Изменить размер шрифта - +
Обугленные доски с треском подались под ее весом, и навстречу мне из пролома выметнулись пламя и волна зловонного черного дыма. Я почувствовал, что теряю равновесие и, пошатнувшись, полетел на пол.

Духи ринулись следом за Бьянкой в пролом, в огонь и дым. Дом жутко заскрипел и начал рушиться.

Я не мог подняться. Я ощутил на локте чьи‑то маленькие, крепкие руки, и тут же Сьюзен подхватила меня под другую руку. Она подняла‑таки меня на ноги, и вдвоем с Жюстиной, державшей меня с другой стороны, они помогли мне выбраться из старого дома.
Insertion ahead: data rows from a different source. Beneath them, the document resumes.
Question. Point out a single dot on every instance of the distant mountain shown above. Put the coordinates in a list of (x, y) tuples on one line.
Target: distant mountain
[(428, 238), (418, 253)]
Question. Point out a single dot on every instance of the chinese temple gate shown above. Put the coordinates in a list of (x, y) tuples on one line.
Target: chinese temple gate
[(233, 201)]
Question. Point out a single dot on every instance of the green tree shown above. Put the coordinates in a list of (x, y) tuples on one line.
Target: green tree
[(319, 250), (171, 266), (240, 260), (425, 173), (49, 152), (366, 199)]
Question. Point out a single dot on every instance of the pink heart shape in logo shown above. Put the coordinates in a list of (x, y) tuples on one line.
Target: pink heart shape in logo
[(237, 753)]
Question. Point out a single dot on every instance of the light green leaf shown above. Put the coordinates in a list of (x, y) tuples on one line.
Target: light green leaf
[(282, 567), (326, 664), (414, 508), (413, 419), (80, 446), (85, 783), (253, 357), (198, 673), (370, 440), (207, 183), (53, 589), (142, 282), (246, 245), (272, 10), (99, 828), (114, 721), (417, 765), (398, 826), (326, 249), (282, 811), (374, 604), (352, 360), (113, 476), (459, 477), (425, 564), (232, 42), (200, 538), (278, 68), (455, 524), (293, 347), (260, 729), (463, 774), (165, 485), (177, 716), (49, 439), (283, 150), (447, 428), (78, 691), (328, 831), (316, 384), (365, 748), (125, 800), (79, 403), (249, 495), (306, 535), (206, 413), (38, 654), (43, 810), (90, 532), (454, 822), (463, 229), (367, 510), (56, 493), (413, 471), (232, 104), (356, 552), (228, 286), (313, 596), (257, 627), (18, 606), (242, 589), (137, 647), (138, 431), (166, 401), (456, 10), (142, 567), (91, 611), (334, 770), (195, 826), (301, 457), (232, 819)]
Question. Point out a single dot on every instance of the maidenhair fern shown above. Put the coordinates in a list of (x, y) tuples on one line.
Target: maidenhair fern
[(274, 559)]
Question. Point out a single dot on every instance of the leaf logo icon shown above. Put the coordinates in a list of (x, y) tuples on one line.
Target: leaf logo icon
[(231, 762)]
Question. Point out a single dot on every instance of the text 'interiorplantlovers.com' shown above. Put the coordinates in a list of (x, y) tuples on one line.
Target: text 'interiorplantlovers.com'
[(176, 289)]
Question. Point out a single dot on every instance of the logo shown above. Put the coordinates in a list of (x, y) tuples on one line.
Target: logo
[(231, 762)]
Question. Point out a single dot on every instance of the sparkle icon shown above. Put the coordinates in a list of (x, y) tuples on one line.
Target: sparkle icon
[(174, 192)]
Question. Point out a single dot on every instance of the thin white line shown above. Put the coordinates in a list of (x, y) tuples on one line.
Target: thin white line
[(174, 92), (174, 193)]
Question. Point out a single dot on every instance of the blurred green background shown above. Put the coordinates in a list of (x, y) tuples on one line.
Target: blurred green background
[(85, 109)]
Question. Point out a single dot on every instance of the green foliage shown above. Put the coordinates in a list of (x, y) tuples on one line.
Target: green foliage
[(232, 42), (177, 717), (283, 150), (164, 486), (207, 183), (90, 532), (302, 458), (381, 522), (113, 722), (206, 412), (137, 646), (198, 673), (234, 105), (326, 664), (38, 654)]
Мы не успели отойти от него и пары десятков шагов, когда он со страшным грохотом обвалился. Мы оглянулись, и я увидел, как дом словно оседает в землю, в бьющее из‑под нее адское пекло. Позже пожарные охарактеризовали это взрывом скопившегося в подземной полости газа, но я‑то знаю, что видел. Я видел как призраки убитых в этом доме свели счеты с убийцами.

– Я люблю тебя, – сказал я или попытался сказать Сьюзен. – Я люблю тебя.

Она прижалась губами к моему рту. Мне показалось, она плачет.

– Ш‑ш, – сказала она. – Ш‑ш, Гарри. Я тоже тебя люблю.

Вот так все и вышло.

А потом у меня больше не было повода цепляться за сознание.

 

Глава тридцать девятая

 

Как последний, садистский штришок высших сил, задумавших превратить мою жизнь в кромешный ад, расцениваю я то, что ожоговое отделение оказалось переполненным, и меня поместили в одну палату с Черити Карпентер. Язык у этой женщины был острее меча. Даже «Амораккиуса». Правда, слушая ее, я почти все время улыбался. Майкл мог бы гордиться.

Младенец, как я узнал, резко пошел на поправку в тот самый предрассветный час, когда сгорел и провалился под землю дом Бьянки. Я полагаю, что Кравос откусил у пацана кусок его души, а я вернул ее на место. Майкл решил, что Господь просто решил сделать этот день днем хороших новостей. Какая разница – главное, результат.

– Мы решили, – объявил Майкл, обняв Черити своей жилистой рукой, – назвать его Гарри.

Черити испепелила меня взглядом, но промолчала.

– Гарри? – переспросил я. – Гарри Карпентер? Майкл, что такого сделало вам это бедное дитя?

Впрочем, на душе у меня потеплело. Имя они так и оставили.

Черити выписалась из больницы на три дня раньше меня. Почти все время до моей выписки со мной оставались либо Майкл, либо отец Фортхилл. Ни тот, ни другой, не говорили ничего, но Майкл был при мече, а отец Фортхилл не выпускал из рук распятия. На случай, если у меня будут назойливые посетители.

Как‑то ночью, когда мне не спалось, я заметил Майклу, что меня беспокоят побочные эффекты моей работы – та опасная, разрушительная магия, с которой я боролся. Я боялся, что это будет преследовать меня всю оставшуюся жизнь.

– Я не философ, Гарри, – ответил он. – Но вот вам одно соображение. То, что происходит – происходит. И иногда это задевает тебя, – он помолчал, чуть нахмурившись, прикусив губу. – А иногда это ты задеваешь. Понимаете, о чем это я?

Я понял. И уснул сном младенца.

Майкл объяснил, что они с Томасом бежали с поля боя у моста всего через несколько минут после того, как тот начался. Но время в Небывальщине и время у нас, в Чикаго, связаны весьма причудливыми законами, и они вынырнули в наш мир аж в два часа пополудни.

– Томас вывел нас в этот дом терпимости, – сжав губы, сказал Майкл.

– Я не чародей, – обиделся Томас. – Я мог выйти из Небывальщины единственно в местах, близких моему сердцу.

– В обители греха! – возмущался Майкл.

– В клубе для джентльменов  , – возразил Томас. – Причем одном из лучших в городе.